Eamonn McCormack und Claptonmania im Lalu

Hameln. Dieser Abend im Lalu ist ein musikalisches Glanzlicht, mit seiner dichten Atmosphäre und einem ausgelassenen Publikum ein Geschenk für alle, die dabei sind. Gleich zu Beginn zeigt Eamonn McCormack mit seinem Trio, was druckvoller Blues-Rock ist, wenn man wie er irische Wurzeln und amerikanische Jahre in sich trägt. Die Zuhörer im vollen Lalu können dem Dampf, mit dem McCormack seine Songs in den Saal drückt, nicht entkommen. Der Knopf zum Leisedrehen war nicht in seiner Erbmasse. Rau und ungeschliffen klingt seine Gitarre, schweißtreibend sind seine Soli. Er hat nicht nur mit den Großen des Blues und Rock gespielt, er ist selbst einer, das wird vom ersten Ton an deutlich. Und er hat eine deutliche musikalische Nähe zu seinem Freund und musikalischen Weggefährten Rory Gallagher, auf dessen letzter CD McCormack dabei war. „Calling Card“ ist nicht nur eine Hommage, sondern auch ein fulminanter Blues, der an die Seele geht. „It ain’t so funny, when your brother died.“ Der früh verstorbene Gallagher hat damit nicht sich selbst gemeint, aber McCormack tut es wohl. Nach einer kurzen Umbaupause legt Tom Freitag mit seiner Band Claptonmania los.

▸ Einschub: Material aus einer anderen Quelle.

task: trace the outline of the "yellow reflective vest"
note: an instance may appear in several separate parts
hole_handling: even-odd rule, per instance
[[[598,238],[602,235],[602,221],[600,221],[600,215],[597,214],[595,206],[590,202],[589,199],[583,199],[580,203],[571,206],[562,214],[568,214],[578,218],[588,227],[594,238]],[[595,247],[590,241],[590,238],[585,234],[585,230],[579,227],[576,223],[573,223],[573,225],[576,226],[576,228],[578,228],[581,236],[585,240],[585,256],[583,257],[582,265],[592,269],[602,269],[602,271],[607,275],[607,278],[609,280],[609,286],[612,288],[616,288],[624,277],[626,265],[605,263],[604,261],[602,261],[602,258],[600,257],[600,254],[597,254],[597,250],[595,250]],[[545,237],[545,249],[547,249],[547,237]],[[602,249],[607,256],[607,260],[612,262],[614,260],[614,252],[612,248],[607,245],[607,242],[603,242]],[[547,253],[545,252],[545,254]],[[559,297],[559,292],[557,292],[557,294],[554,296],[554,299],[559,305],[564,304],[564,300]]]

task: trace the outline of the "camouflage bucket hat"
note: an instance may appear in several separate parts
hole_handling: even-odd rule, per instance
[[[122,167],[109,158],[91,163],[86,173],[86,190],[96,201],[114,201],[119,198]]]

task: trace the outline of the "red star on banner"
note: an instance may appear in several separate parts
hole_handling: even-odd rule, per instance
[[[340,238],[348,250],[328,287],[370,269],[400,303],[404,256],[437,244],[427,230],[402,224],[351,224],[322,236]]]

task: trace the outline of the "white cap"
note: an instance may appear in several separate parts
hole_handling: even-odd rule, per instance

Und sie kommen nicht allein, werden unterstützt vom Gitarristen Hilly Billy aus dem Münsterland und dem amerikanischen Blueshamelner Greg Copeland, der den Sheriff erschießt, „Crossroads“ und andere Clapton-Songs mit der Band singt. Der neue Drummer Sascha Suso zieht mit seiner Spielfreude und seinem Bewegungsdrang die Blicke der Gäste magisch an. Zum runden Ende steigt dann Eamonn McCormack noch einmal auf die Bühne – und spätestens jetzt geraten die Fans aus dem Häuschen. Drei Gitarren im Trialog, nicht nur laut und schnell, sondern auch mal innehaltend, runterfahrend, Anlauf nehmend für die nächste Abfahrt – dafür sorgt der „moderierende“ Hilly Billy. So schön der Abend war, man muss sich Sorgen machen, wenn Tom Freitag, Initiator und Organisator, ankündigt, diese erste Blues Night solle nur der Beginn einer Tradition sein. Was soll da noch kommen? Es wird nicht einfach sein, dieses Niveau und diese Stimmung zu steigern.